Anna let the water out of the sink and wiped her hands on her apron. Christine put the last pot in the cabinet beside the stove, and Nelson, sensing a change in activity, stood up and went to the back door, whining. “Nelson’s going to burst,” said Christine. She got her coat from the back hall and let herself out into the damp air. Anna could hear her voice, muffled, shouting, “Come on Nel! Run! Nelson!” Her daughters would be expecting her to come make her report. Their discussion could be heard from the living room, clattering like a Ping-Pong tournament. It was not adventures of the ranch that Anna had intended to talk about, but it was hard to seize the conversation when you didn’t know what you wanted to say.
“Did she talk about it?” demanded Helen, as soon as she saw Anna.
“She asked about the ranch.”
“The ranch! What about Todd? Is she serious about this?”
“She said we should have liked Todd more.”
“I like Todd fine for someone who’s impossible to get along with.”
“She says he’s shy.”
“That’s what she’s always said. I don’t believe in ‘shy.’ People with good manners are pleasant company. That’s what manners are for.”
“Quote unquote, Isaac Robison,” observed Claire.
“Anyway,” continued Helen, “has she decided to divorce Todd because he can’t keep up his end of the conversation? I’ve never heard of such a thing!”
“Obviously she doesn’t know what in the world she’s doing, Helen,” said Claire. “What twenty-three-year-old ever does? I’m sure it will all pass.”
“I think she’s serious,” offered Susanna. “Maybe he’s stepping out on her.”
“Oh, come on,” replied Helen, “that stick in the mud?”
“Every law firm has secretaries.”
“Oh, for Pete’s sake!”
“Don’t ‘Oh for Pete’s sake’ me, Helen. I bet every man in my real estate office has been unfaithful to his wife, and if he hasn’t it’s only for want of a chance.”
“All I can say,” said Claire, “is that when I was in college I went out with a boy once who asked me if I thought most of the girls on campus were virgins. After I said that I did, he said that he always asked that question because the girls who said yes always were and the ones who said no always weren’t.”
“So what does that prove? I’ve worked with these men for more than ten years now, and I’ve played golf with most of them. I should think I would know something about their habits.”
“Nonetheless,” put in Helen, “here we’re talking about Todd, who’s twenty-seven, not forty, and who’s married to a perfectly attractive, vibrant, intelligent girl.”
“And nobody eats out when dinner’s best at home? Well, I think you’ve got your head in a pillowcase, Helen, but I doubt if we’ll ever find out.”
After a moment Claire announced, “She ought to go back to him anyway. He’s her husband. It’s that simple.”
Helen scowled. “Everything’s simple to you, Claire.”

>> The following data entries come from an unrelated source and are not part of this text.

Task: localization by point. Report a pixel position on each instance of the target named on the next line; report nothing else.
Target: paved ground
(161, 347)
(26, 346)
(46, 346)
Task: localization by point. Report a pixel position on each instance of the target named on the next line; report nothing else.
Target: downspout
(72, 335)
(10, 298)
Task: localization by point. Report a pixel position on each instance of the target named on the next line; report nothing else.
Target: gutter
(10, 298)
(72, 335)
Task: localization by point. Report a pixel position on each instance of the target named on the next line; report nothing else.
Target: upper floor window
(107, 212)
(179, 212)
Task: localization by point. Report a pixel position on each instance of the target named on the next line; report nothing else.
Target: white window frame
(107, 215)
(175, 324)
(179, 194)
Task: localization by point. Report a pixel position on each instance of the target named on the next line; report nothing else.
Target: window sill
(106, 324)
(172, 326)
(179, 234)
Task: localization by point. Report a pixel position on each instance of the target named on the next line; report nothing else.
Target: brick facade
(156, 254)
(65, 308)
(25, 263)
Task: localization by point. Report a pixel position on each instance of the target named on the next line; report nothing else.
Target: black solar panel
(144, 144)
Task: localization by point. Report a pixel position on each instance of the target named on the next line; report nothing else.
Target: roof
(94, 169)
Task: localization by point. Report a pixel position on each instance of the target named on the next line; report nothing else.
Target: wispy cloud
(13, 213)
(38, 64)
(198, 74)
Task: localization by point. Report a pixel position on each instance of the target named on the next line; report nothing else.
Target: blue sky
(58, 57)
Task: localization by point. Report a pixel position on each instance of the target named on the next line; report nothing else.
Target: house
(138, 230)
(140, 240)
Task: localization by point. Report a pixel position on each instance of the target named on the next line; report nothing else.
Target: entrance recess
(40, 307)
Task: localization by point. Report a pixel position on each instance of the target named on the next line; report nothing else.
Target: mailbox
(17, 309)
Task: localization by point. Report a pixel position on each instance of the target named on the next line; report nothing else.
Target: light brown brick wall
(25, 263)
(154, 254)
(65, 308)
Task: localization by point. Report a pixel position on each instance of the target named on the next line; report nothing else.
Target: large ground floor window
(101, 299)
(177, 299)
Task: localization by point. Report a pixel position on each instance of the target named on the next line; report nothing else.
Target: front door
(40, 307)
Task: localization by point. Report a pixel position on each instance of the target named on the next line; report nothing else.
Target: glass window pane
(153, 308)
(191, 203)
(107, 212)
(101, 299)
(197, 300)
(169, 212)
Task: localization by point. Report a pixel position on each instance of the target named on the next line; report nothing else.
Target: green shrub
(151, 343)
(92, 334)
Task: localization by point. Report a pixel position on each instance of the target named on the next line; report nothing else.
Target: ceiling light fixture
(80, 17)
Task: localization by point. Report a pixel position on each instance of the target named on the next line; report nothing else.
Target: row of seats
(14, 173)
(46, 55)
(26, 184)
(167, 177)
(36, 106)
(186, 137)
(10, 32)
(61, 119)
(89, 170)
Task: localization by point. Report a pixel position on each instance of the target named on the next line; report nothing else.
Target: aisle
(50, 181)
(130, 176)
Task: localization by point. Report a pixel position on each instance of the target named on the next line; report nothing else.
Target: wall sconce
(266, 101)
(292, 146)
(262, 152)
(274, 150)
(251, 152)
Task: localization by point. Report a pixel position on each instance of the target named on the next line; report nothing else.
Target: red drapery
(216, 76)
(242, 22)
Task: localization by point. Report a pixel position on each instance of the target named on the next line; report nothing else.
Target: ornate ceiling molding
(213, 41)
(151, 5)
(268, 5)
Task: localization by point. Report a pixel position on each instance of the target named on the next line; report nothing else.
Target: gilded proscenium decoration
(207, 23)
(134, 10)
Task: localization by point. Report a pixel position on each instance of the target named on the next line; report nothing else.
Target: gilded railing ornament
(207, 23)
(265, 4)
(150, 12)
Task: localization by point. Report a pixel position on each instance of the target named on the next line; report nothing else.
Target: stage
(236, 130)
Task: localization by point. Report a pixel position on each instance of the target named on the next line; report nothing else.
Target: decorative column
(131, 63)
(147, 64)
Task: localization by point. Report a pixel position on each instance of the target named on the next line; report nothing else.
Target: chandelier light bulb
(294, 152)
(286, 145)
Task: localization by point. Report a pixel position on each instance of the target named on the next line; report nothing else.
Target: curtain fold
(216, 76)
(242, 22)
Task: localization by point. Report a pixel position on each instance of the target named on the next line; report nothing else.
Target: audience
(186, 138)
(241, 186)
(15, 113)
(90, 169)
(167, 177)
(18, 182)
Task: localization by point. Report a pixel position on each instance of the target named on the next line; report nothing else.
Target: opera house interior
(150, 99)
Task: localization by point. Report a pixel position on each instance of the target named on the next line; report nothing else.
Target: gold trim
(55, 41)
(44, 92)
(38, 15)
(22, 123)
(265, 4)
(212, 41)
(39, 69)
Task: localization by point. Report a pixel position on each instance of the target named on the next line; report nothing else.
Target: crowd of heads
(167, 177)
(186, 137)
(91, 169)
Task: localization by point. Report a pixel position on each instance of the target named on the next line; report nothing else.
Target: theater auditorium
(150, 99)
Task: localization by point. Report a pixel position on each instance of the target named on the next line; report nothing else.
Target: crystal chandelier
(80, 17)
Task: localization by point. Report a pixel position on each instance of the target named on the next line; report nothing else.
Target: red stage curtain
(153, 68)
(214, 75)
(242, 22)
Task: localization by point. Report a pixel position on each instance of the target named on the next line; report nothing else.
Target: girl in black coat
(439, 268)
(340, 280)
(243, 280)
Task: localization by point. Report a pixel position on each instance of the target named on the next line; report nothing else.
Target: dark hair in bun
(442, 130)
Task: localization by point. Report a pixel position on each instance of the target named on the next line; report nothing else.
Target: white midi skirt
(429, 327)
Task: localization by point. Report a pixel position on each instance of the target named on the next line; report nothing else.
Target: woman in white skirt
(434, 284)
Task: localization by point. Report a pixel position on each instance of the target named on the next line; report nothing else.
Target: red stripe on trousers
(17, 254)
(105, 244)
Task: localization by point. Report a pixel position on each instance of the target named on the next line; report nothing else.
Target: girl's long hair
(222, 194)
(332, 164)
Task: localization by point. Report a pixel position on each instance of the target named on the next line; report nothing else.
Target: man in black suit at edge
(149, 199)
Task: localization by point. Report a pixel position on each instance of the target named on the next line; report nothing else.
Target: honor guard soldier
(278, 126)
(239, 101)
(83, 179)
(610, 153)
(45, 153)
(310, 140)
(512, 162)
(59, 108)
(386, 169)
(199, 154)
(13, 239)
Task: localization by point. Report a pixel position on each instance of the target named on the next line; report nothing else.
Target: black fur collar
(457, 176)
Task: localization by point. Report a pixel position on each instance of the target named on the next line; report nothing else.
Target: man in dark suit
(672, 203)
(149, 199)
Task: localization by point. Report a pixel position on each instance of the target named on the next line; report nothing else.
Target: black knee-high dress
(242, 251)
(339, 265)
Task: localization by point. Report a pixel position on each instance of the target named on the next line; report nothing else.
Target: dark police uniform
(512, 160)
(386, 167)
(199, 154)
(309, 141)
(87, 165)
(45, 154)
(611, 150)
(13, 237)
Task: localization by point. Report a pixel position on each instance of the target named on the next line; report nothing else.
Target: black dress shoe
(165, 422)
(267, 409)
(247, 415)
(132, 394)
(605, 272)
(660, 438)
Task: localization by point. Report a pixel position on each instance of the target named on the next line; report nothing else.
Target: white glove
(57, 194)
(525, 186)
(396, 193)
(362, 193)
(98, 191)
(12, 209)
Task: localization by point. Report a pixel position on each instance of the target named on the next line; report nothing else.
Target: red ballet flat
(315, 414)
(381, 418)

Claire lifted her chin to reply, but the door crunched and opened with a protest from the weather stripping. Nelson bounded through, his curly coat dewy. “Grandma,” panted Christine. “You should see. It’s like wet laundry everywhere. It’s wonderful! The neighborhood looks incredibly exotic, and my voice sounds like I’m shouting into drapes or something.” It was easy now for Anna to see that Christine’s manner had been overexcited all evening long. Her voice had been too pleadingly elated, her hands had fluttered too frequently about her face. She had goaded Nelson into a small frenzy, so that now the dog trotted restively from room to room, pushing his nose at objects he normally wouldn’t have noticed. When she ordered him to come to her, her tone of voice excited him further, so that he bounded in from the dining room and knocked a glass off the coffee table into the wooden leg of the couch. The glass broke. Christine was upon the fragments in a flash, apologizing frantically. Nelson pressed in to see what was going on. Finally, she turned on him, screaming, “No! Go away! Lie down! Bad dog! Bad, bad, bad dog!” Nelson dropped, put his nose between his paws, and in the ensuing silence, Christine picked up the shards with elaborate care.